In 2009, Pfizer paid a $2.3 billion fine "to resolve criminal and civil liability arising from the illegal promotion of certain pharmaceutical products."

"Some of the largest service contractors in Iraq and Afghanistan have checkered histories of misconduct, including instances of shooting civilians, false claims against the government, violations of the Anti-Kickback Act, fraud, retaliation against workers' complaints, and environmental violations," the general counsel of the Project on Government Oversight told the Congressional Commission on Wartime Contracting in Iraq and Afghanistan last month. "Dyncorp has 6 instances, 2 of which involved alleged sex trafficking in Bosnia-Herzegovina ($173,000 judgment)" and "KBR has 23 instances, including 6 government contract fraud cases and 8 guilty pleas," the POGO GC testified.

"Dyncorp currently provides many security services in sensitive areas around the world," the State Department's website says.
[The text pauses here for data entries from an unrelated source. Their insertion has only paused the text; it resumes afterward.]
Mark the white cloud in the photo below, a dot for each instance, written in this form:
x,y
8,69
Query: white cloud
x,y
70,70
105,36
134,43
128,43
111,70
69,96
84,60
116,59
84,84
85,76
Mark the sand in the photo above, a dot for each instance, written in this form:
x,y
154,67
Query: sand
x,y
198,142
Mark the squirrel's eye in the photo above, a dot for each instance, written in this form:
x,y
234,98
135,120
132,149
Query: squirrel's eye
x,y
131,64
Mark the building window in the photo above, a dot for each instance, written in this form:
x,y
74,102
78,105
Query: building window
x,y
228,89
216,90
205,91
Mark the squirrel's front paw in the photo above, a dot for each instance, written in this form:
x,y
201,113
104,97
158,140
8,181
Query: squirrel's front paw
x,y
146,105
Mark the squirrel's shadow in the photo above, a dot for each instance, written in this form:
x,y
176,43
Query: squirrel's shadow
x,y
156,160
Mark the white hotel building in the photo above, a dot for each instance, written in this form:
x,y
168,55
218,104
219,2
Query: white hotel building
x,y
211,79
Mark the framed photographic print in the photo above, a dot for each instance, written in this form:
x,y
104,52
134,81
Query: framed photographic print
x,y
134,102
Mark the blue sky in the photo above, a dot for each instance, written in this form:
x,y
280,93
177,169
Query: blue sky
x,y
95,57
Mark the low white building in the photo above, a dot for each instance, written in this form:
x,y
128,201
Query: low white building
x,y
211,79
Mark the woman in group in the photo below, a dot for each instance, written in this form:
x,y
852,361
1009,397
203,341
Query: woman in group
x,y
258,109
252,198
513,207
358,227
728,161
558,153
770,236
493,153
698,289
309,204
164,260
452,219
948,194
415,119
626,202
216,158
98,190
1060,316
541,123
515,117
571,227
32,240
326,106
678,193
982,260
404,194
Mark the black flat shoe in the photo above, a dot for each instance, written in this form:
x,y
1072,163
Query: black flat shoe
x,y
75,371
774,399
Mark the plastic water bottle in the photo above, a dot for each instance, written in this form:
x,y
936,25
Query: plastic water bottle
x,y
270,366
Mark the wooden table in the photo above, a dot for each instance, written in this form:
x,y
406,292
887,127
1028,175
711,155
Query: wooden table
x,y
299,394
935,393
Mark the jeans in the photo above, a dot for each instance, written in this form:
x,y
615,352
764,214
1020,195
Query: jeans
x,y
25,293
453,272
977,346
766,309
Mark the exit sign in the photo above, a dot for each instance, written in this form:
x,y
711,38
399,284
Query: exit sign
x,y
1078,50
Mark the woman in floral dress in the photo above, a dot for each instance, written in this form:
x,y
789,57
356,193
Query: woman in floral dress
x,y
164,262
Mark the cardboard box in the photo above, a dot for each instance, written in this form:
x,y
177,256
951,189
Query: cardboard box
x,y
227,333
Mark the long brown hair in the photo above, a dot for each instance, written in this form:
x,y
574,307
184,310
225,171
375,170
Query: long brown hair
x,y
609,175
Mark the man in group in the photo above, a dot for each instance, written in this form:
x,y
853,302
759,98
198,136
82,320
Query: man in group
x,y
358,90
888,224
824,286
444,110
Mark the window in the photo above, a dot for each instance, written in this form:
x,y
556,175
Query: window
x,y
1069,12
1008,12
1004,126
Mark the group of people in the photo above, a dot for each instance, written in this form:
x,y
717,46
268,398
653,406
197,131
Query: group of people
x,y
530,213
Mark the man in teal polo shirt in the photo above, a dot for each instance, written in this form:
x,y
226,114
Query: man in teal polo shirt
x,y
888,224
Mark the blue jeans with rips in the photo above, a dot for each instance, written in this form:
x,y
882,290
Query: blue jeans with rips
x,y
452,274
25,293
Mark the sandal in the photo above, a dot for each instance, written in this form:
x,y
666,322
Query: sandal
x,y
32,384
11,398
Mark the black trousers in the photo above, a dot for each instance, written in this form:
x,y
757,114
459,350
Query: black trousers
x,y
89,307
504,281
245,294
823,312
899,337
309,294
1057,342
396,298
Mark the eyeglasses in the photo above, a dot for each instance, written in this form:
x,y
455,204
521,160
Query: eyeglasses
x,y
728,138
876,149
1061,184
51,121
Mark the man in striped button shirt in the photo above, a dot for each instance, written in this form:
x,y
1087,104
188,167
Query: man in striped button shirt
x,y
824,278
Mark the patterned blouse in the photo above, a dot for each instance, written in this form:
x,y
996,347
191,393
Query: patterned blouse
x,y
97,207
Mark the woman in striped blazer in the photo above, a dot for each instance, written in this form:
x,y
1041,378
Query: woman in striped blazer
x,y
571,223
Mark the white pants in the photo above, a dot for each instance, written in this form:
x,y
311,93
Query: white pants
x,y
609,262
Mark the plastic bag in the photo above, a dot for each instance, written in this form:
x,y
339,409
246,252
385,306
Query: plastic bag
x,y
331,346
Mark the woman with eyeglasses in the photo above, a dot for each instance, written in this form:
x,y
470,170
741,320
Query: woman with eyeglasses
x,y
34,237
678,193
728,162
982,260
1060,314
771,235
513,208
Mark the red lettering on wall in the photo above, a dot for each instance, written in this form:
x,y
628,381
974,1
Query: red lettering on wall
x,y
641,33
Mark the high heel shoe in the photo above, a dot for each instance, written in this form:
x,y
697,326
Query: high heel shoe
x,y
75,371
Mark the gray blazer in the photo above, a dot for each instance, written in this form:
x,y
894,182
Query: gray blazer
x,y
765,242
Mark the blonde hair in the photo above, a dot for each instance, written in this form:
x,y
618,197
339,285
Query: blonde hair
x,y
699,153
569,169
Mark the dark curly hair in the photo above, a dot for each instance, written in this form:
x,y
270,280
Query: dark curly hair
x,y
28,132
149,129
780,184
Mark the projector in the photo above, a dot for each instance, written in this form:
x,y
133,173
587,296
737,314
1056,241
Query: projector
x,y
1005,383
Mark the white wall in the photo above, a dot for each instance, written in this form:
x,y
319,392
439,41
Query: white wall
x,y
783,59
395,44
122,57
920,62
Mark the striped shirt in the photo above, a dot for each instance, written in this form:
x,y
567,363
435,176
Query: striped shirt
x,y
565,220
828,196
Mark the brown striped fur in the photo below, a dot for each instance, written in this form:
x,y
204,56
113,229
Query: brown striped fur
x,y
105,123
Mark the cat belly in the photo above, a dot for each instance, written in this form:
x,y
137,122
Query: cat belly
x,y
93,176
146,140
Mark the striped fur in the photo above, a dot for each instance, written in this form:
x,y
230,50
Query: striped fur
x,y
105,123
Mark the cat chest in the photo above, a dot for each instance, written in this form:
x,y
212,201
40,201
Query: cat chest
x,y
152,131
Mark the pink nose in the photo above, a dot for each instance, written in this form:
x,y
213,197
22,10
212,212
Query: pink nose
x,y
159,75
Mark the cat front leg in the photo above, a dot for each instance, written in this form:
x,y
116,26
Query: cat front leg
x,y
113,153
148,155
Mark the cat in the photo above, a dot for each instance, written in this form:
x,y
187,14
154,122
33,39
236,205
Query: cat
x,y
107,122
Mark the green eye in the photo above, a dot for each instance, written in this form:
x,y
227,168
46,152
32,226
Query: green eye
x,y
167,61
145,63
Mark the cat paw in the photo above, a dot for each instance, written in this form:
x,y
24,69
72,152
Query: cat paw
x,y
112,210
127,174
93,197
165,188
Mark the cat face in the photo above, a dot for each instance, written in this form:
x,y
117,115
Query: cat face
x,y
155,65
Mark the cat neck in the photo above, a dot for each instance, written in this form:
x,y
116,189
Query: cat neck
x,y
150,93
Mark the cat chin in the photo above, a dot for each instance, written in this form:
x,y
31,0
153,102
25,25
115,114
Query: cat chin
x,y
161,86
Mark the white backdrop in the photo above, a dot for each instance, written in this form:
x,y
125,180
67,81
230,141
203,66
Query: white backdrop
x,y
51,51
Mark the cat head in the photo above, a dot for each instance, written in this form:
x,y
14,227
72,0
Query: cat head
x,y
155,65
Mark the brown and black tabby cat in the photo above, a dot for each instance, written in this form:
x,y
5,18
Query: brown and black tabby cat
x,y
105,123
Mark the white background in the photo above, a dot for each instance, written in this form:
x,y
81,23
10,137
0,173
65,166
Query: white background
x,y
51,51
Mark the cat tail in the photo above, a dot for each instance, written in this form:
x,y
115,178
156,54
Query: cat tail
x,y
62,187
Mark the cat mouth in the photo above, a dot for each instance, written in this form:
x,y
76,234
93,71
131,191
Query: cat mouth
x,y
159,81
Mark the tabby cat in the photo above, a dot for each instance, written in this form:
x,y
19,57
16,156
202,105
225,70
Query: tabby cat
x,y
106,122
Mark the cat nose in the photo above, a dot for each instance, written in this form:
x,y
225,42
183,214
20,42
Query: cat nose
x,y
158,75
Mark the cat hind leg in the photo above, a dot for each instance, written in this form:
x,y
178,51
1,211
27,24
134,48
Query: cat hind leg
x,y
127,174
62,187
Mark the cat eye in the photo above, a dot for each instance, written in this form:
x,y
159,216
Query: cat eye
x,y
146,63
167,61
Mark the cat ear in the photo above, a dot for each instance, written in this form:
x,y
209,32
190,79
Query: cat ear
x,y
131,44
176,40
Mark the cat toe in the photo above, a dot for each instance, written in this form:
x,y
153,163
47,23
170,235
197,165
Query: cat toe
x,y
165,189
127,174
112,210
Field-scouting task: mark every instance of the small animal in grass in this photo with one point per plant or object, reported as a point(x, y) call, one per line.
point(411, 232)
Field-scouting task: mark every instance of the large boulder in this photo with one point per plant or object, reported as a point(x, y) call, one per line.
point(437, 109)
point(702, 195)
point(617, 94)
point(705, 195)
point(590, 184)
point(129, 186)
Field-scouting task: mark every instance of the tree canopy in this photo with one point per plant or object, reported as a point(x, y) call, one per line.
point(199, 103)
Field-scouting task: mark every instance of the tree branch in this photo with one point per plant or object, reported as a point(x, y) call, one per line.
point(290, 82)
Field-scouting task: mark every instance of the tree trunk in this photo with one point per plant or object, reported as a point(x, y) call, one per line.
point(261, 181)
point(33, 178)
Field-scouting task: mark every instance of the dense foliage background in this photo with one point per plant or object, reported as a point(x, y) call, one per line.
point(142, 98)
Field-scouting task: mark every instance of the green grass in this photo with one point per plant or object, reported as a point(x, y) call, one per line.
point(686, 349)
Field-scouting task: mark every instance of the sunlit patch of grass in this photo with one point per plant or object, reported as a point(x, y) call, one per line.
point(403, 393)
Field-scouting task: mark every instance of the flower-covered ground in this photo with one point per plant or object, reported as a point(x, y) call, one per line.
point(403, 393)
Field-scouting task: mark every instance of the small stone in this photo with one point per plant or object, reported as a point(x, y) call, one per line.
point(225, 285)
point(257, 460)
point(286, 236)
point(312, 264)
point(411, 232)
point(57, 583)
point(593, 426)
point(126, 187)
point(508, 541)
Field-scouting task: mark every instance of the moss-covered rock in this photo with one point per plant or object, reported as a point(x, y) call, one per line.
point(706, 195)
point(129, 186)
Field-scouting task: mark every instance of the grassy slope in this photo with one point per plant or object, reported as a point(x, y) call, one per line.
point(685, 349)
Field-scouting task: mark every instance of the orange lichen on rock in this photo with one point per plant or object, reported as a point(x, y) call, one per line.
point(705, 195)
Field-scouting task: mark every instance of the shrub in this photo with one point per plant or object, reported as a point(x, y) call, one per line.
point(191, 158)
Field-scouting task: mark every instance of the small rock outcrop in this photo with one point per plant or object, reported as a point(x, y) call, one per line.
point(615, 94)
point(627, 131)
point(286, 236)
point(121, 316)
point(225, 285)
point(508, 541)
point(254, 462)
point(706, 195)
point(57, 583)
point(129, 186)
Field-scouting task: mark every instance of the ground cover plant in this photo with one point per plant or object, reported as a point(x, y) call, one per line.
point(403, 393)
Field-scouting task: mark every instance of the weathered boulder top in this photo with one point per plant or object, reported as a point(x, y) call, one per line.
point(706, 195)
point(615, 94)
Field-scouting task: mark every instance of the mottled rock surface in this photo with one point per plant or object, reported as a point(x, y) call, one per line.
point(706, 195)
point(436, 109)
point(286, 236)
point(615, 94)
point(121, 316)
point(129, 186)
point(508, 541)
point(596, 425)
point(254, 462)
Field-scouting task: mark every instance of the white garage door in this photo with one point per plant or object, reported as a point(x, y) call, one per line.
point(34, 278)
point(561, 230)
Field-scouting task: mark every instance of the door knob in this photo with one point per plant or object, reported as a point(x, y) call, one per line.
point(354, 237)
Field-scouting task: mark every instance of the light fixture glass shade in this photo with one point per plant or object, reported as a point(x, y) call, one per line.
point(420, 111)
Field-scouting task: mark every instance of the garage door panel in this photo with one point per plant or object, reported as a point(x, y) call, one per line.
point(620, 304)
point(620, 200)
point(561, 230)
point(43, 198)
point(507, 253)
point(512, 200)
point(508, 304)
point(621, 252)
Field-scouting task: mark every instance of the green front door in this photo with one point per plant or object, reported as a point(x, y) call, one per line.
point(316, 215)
With Dyncorp and Fluor, another contractor--"25 instances, including 3 government contract fraud cases ($21.5 million in penalties)," notes POGO--KBR holds the $2.4 billion contract with the US Army to feed, transport, house, and perform countless other tasks for US troops in Iraq until the end of this year.

There is no Defund KBR or Dyncorp Act before Congress, nor have O'Keefe and Breitbart launched hidden-camera stings on any of these companies, many of which have squandered American money and human lives.

"In assessing Breitbart and O'Keefe's claims, media should keep in mind their record of dishonest and illegal practices and their failed attempt to show that ACORN was engaging in criminal behavior," the folks at Media Matters reminded us last year.

Something for us all to keep in mind before the next Breitbart-O'Keefe hidden-camera exposé surfaces.